Apesar da ampliação de sua oferta geral, será inevitável para a TAM ter um número de freqüências menor do que as que tem hoje em conjunto com a Varig. Na ponte aérea entre os aeroportos de Congonhas (SP) e Santos Dumont (RJ), por exemplo, a empresa ampliará o número de freqüências diárias que faz com aeronaves próprias de 25 para 31.

Apesar disso, serão 19 a menos do que as 50 operadas em conjunto com a Varig. "Distribuímos os vôos de forma que a cada meia hora, no mínimo, tenhamos uma partida de ambos os aeroportos", afirma Nelson Shinzato, diretor de planejamento de malha da TAM. A Varig, assim, como a TAM, aumentará as freqüências da ponte aérea, chegando a 35. Até o fechamento desta edição, a Varig não havia informado como fica sua oferta, no geral.

A TAM passará a voar para três destinos novos, a partir de Congonhas, que hoje são atendidos em code-share, porém com aviões da Varig: Joinville, Navegantes e Caxias do Sul. Os trechos Congonhas-Curitiba e Congonhas-Belo Horizonte terão um vôo diário a mais, passado a nove e 11, respectivamente. Outra mudança importante será ampliar o número de vôos que partem de Guarulhos e Galeão. No primeiro caso, haverá incremento de 70 para 85 vôos diários, para diversos destinos. Do Galeão o aumento será de 35 para 57 vôos. "A Varig opera muitos vôos a partir desses dois aeroportos", diz Shinzato.

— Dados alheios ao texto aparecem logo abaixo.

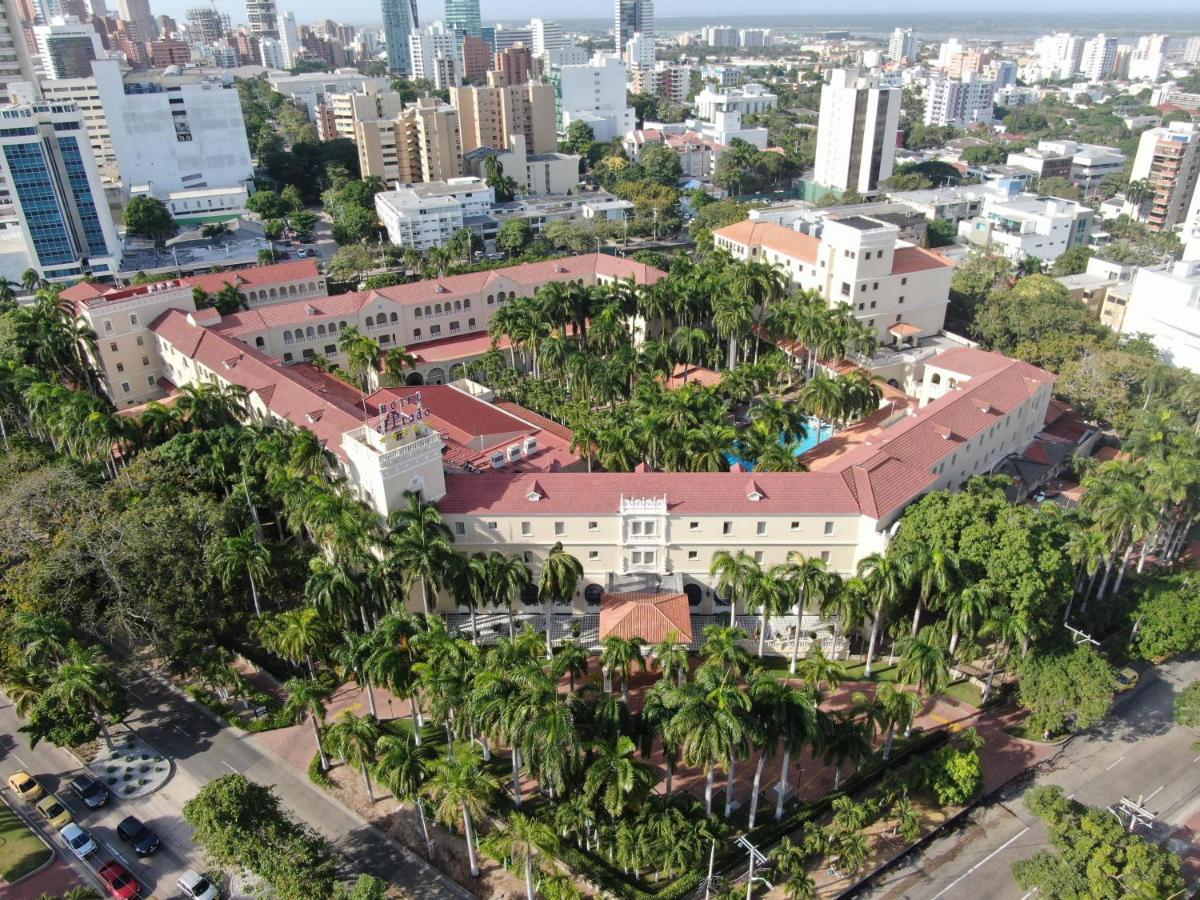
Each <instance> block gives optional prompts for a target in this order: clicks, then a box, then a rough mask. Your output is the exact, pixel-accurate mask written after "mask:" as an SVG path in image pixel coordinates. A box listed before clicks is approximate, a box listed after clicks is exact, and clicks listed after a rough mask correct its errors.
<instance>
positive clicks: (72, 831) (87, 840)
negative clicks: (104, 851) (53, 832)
mask: <svg viewBox="0 0 1200 900" xmlns="http://www.w3.org/2000/svg"><path fill="white" fill-rule="evenodd" d="M59 834H61V835H62V840H65V841H66V842H67V846H68V847H71V852H72V853H74V854H76V856H77V857H79V858H80V859H83V858H84V857H89V856H91V854H92V853H95V852H96V841H95V839H92V836H91V835H90V834H88V832H85V830H84V829H83V828H80V827H79V826H77V824H76V823H74V822H68V823H67V824H65V826H62V830H61V832H59Z"/></svg>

De acordo com o diretor da TAM, nenhuma cidade hoje servida deixará de ser atendida. O aumento da oferta de assentos, segundo explicou, será possível com a incorporação recente de dois novos Airbus A320 à frota. Outros dois virão até agosto e a empresa negocia mais entregas com a fabricante européia. Além disso, está programado um aumento de produtividade da frota, que passará a voar 11,2 horas por dia, em média, contra as 10 horas atuais. Shinzato disse que é esperada uma queda na taxa de ocupação dos aviões da companhia. "Mas deve ser pequena."

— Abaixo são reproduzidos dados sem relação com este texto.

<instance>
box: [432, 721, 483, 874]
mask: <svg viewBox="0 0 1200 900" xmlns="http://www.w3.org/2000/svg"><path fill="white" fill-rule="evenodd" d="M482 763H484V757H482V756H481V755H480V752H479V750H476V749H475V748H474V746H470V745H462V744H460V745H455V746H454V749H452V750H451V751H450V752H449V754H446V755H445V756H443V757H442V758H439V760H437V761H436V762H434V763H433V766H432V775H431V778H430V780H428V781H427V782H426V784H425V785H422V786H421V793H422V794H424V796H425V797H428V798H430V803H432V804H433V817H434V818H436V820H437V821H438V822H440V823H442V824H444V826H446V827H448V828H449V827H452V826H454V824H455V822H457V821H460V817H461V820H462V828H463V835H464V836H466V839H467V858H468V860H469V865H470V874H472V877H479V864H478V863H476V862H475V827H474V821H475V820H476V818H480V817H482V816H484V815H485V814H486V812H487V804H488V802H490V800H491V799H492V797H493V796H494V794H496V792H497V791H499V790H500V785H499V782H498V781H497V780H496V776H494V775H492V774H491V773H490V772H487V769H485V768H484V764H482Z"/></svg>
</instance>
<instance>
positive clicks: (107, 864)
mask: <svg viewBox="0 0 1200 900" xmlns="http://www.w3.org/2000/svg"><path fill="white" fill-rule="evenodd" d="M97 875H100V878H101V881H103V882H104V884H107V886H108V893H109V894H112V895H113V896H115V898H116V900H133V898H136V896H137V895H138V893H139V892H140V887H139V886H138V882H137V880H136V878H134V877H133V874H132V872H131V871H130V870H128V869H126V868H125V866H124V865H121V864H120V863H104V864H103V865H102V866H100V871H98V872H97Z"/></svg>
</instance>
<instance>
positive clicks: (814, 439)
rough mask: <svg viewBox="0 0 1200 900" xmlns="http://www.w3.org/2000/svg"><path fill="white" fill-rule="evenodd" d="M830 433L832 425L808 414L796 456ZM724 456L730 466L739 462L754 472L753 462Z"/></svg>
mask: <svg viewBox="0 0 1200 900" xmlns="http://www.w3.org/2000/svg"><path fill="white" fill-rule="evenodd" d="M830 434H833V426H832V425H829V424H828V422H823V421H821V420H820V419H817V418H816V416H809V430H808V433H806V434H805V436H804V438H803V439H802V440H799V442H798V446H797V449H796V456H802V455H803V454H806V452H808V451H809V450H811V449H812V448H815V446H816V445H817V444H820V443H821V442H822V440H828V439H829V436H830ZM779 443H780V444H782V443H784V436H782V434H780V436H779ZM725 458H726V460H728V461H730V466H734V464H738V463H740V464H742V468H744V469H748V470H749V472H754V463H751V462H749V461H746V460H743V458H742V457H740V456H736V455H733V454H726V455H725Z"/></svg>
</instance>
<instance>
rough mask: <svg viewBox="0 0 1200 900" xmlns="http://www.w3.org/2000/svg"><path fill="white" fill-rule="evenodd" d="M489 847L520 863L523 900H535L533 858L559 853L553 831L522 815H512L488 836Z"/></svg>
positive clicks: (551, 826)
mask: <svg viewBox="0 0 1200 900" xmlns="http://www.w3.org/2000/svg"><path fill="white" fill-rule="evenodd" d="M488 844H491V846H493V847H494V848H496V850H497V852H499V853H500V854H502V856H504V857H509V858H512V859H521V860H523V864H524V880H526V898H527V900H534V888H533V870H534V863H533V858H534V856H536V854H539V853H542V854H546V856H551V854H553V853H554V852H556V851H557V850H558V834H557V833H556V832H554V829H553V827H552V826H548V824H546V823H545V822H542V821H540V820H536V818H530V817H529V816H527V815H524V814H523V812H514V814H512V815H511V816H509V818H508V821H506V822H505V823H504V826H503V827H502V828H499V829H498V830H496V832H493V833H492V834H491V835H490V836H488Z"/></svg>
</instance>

O code-share entre as duas companhias aéreas vigora há dois anos. Foi estabelecido no contexto dos planos de se realizar uma fusão entre elas, para solucionar a crise da Varig e o excesso de oferta que havia no mercado naquela momento. O projeto não prosperou, após meses de negociação ao longo de 2003, e em janeiro deste ano o Conselho Administrativo de Defesa Econômica (Cade), decidiu pelo fim do acordo. O code-share foi implantado em três etapas e chegou-se a um total de 22 rotas operadas em conjunto pelas empresas. TAM e Varig melhoraram seu desempenho operacional com a medida, ampliando a taxa de ocupação de seus aviões.